Speaking of which, “Hansel and Gretel” (the book … with pictures!) was WAY scarier than “Halloween 2018,” which is either named after the year it came out or the 2,018th movie in the franchise.

My daughter had a blast, which was the real reason we went. She’s like her dad, in that she finds scary serial killers fascinating. That’s good, right?

One of our shared “things” (you have to have “things” with your kids) has always been movies. For example, one of my shared “things” with my 18-year-old is music. That’s why she tried to perform a Bad Religion song for her 2nd grade talent show, until I suggested the other kids (their parents) wouldn’t understand.

True story.

The 12-year-old—whom we’ll call “Lucy” (because that’s her name) and I have been missing our film outings during the pandemic. I was skeptical of the theater’s promised  COVID-19 measures because I’m a jerk that way and want to live. Just to be safe, I sent my daughter in first.

But Cinemark seemed to be doing a pretty good job. No one got closer than 6 feet from us which—for me, lately—doesn’t seem to be a problem. That even goes back to before the pandemic, come to think of it. Everyone wore masks, which was kind of funny when they tried to eat popcorn, but who am I to judge?

Even the movie’s main character wore a mask. (Thanks. I’ll be here all week.)

As a person who’s been borderline paranoid about keeping my distance the past seven or eight months, I left pretty satisfied about the experience.
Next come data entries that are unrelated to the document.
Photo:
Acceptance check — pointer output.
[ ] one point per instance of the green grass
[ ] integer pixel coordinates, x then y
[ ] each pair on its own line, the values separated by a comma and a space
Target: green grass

Of course, there weren’t many people there—and things got a little weird around the concessions (even weirder than the blocked arteries that come with theater popcorn).

I admit my arteries were missing that pretty badly.

But it got me thinking about music venues, and how different live music is from movies. And how people are starting to get bolder.

Maybe it’s good theaters are, so far, only showing old movies, or ones that look like they should be paying you to see them. Yes, I know “Tenet” is out there, but my brain hasn’t experienced a complicated movie in a long time, and I’m afraid re-starting with Christopher Nolan is like saying you want to try boxing by getting in the ring with Mike Tyson. Either way, your head could explode.

I believe the experts are right and sensible approaches need to be used. So I won’t fight Mike Tyson or see any Christopher Nolan movies—and I’ll wear a mask while staying away from germy strangers until the coast is clear. And when someone can figure out when that is, please let me know.